O Haiti tem uma história recente de tragédias – naturais e construídas – que levam o país de 11,5 milhões de habitantes ao caos. É a terra que treme, os ventos que se deslocam em alta velocidade, epidemias, ocupações externas, missões humanitárias mal sucedidas…
O que este artigo responde:
- O Haiti é o país mais pobre do mundo por que é um país de negros?
- O que a questão racial tem a ver com a miséria do Haiti?
- Por que o Haiti é o país mais esquecido do planeta?
- O que aconteceu no Brasil na época da rebelião do Haiti?
- Qual é a história do Haiti?
- O que é haitianismo?
- Qual a influência dos EUA no Haiti?
- Qual a ajuda do Brasil para o Haiti?
EDUCAÇÃO PARA ALÉM DA ESCOLA
Em 2010, por exemplo, ano em que a missão das Nações Unidas se preparava para deixar o Haiti, um terremoto e um furacão atingiram a ilha do Caribe, deixando 220 mil mortos, 1,5 milhão de desabrigados e praticamente metade da população em situação de insegurança alimentar aguda.
Na primeira metade de 2024, grupos armados ameaçaram uma guerra civil e exigiram a renúncia do primeiro-ministro Ariel Henry. O líder da aliança dos grupos armados – que muitos classificam como gangues – afirma que é o povo do Haiti quem deve escolher quem vai liderá-lo.
Nada mais justo. Ariel Henry, quando assumiu o poder em julho de 2021 – depois do assassinato do presidente Jovenel Moïse -, prometeu convocar eleições e não o fez. Ele não queria deixar o poder. Sua renúncia acontece em 12 de março de 2024, depois de ser impedido de voltar ao país, após uma viagem ao Quênia, em busca de ajuda das forças de segurança.
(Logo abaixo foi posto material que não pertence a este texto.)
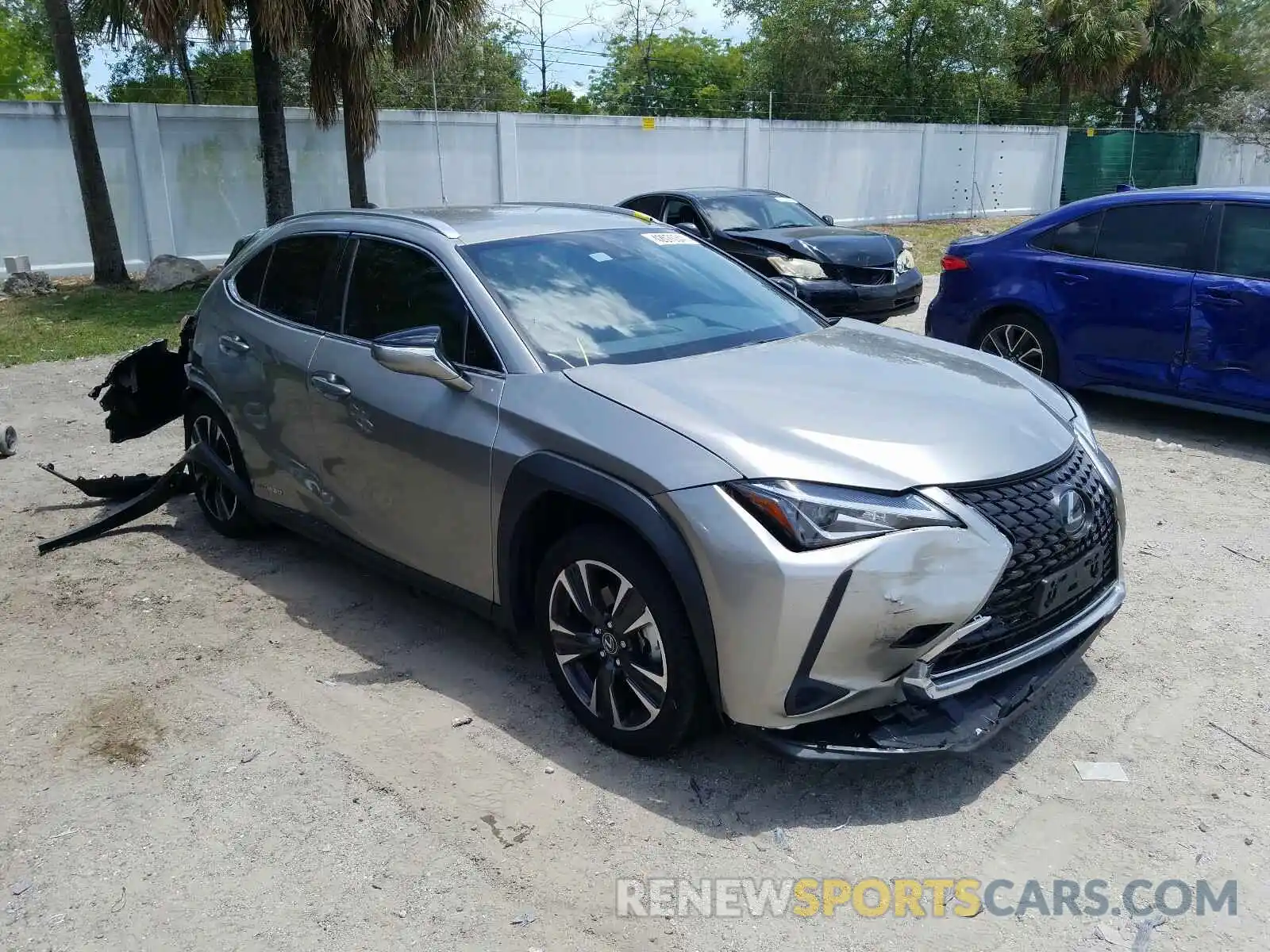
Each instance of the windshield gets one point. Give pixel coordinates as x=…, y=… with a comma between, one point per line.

Quanto ao cenário na ilha, permanece o mesmo dos últimos três anos: grupos armados, em 80% das ruas na capital Porto Príncipe, incluindo o aeroporto; instabilidade política; metade da população assolada pela fome, pela violência generalizada e ausência de liderança.
A perspectiva de uma operação de intervenção internacional está cada vez mais distante. Uma nova missão foi autorizada pelo Conselho de Segurança da ONU – Organização das Nações Unidas em outubro de 2023, mas nenhum país se ofereceu para liderar.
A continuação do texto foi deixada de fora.